2. Mobile apps are currently very limited in terms of advanced sorting functionality, and I don't know where to be looking for improvements in the future, but for a desktop application, I would _highly_ recommend MediaMonkey as one of the most powerful applications (and far less butt-ugly than WinAmp). I believe it does all your sorting points in (2) (the only one I'm uncertain about is the shuffle by album), and its playlists are fantastic, with either standard drag-and-drop, or the smartest smart playlists you can make.

2a. I don't think it's likely that you're going to get a player so intelligent about classical music that it's going to distinguish between different kinds of artists (intelligence is also a confound for 2e), but MediaMonkey has the largest number of customisable ID3 tags that I've seen. I personally use the artist field for performers and conductors; the composer field for composers; and from a maximum of 5, I use 3 renamed custom fields for orchestra, period, and nationality. These are all sortable so that if you ever want to just listen to 20th Century French music for an evening, that portion of your library is just a few clicks away.

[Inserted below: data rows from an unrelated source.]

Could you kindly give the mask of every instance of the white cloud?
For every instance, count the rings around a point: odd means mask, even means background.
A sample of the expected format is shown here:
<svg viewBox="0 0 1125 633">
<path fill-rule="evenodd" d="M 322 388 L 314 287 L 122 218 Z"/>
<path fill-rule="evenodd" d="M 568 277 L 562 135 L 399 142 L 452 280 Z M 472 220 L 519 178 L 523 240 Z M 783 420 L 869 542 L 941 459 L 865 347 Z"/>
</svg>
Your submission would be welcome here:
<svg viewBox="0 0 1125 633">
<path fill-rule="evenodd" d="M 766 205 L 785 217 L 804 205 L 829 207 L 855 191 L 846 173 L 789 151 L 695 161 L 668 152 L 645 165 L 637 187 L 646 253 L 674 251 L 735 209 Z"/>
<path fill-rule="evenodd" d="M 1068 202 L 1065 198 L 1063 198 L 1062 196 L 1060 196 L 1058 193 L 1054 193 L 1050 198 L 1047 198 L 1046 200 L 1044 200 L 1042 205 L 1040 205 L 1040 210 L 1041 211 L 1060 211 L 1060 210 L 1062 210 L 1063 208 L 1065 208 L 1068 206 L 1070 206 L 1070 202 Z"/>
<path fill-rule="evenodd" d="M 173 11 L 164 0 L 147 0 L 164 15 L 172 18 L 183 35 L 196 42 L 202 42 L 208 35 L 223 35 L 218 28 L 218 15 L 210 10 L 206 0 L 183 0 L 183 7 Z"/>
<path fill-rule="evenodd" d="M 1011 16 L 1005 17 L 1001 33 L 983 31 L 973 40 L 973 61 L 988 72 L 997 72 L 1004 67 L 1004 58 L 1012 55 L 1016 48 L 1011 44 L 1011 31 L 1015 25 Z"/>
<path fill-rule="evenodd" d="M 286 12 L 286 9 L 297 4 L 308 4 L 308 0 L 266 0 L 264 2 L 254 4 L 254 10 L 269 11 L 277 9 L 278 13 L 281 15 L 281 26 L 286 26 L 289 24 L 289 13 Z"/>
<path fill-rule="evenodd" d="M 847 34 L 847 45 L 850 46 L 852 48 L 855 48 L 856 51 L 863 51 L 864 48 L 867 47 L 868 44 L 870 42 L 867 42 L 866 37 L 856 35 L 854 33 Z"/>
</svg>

2b. MediaMonkey allows you to put multiple entries in all tag fields, genre included (though this is more important for artist sorting, I'd say). The default separator is ";", but this can be changed.

2c. Another check for MediaMonkey.

2d. How is it supposed to know how to label a track if it doesn't have an initial title?  Personally, I prefer not to have tempo markings in my track titles (I just use movement markers, so, for example, Symphony No. X (Op. Y), I and Symphony No. X (Op. Y), II), so I don't think this should be universally enforced.

3. MediaMonkey has such an auto-organise function if you upgrade to the paid version (everything else is free, but you can actually get the paid version for free, legitimately, if you do a bit of hoop-jumping). You can have it automatically arrange things into folders by tags. So, for example, my current set-up is that I dump MP3s without thinking in a folder called "Recordings", and MediaMonkey automatically rearranges the files into a ~Recordings\<Album Name>\ hierarchy. Obviously, you can change what tags you want to become folders, and you can have as many levels as you like. This is particularly efficient because the application will immediately rename files and folders the instant you change a relevant tag name within the program, and will delete empty folders it created previously if you're no longer using them.

4. I'm personally not big on social functions, but another great thing about MediaMonkey is that you can customise it further with downloadable extensions. I am aware of a last.fm scrobbler, so you can indirectly use their service for sharing.

4a-4d. These are social components that no service offers that I'm aware of, though I don't much care.  Because I don't live in the U.S., I haven't been able to explore Google Music, but it does seem to have some unprecedented sharing functions such as listening to someone else's shared music once for free online.

5. That would be a good idea, although I personally would have no use for it. I'm quite idiosyncratic in my music collection in that I don't care for retaining original albums. Instead, I have a library of "fake" albums - for example, an album called "Brahms: Concertos" which collates the four concertos from three different albums. The main reason I do this is that it makes navigating the library easier, and it also means I don't end up with lots of duplicates that I don't fancy.

6. Online radio is integrated into MediaMonkey with Shoutcast and Icecast, although for some reason I can't get the BBC through these.

6a. I doubt that'll happen for Spotify because they force you to use their own desktop client, however MediaMonkey utilises tabs so that you can browse the internet from within the program, which means that any web-based service such as Grooveshark or Rdio can be used.

7. MediaMonkey also has a great utility for subscribing to podcasts by RSS.


----------



## Philip (Mar 22, 2011)

tl;dr .


----------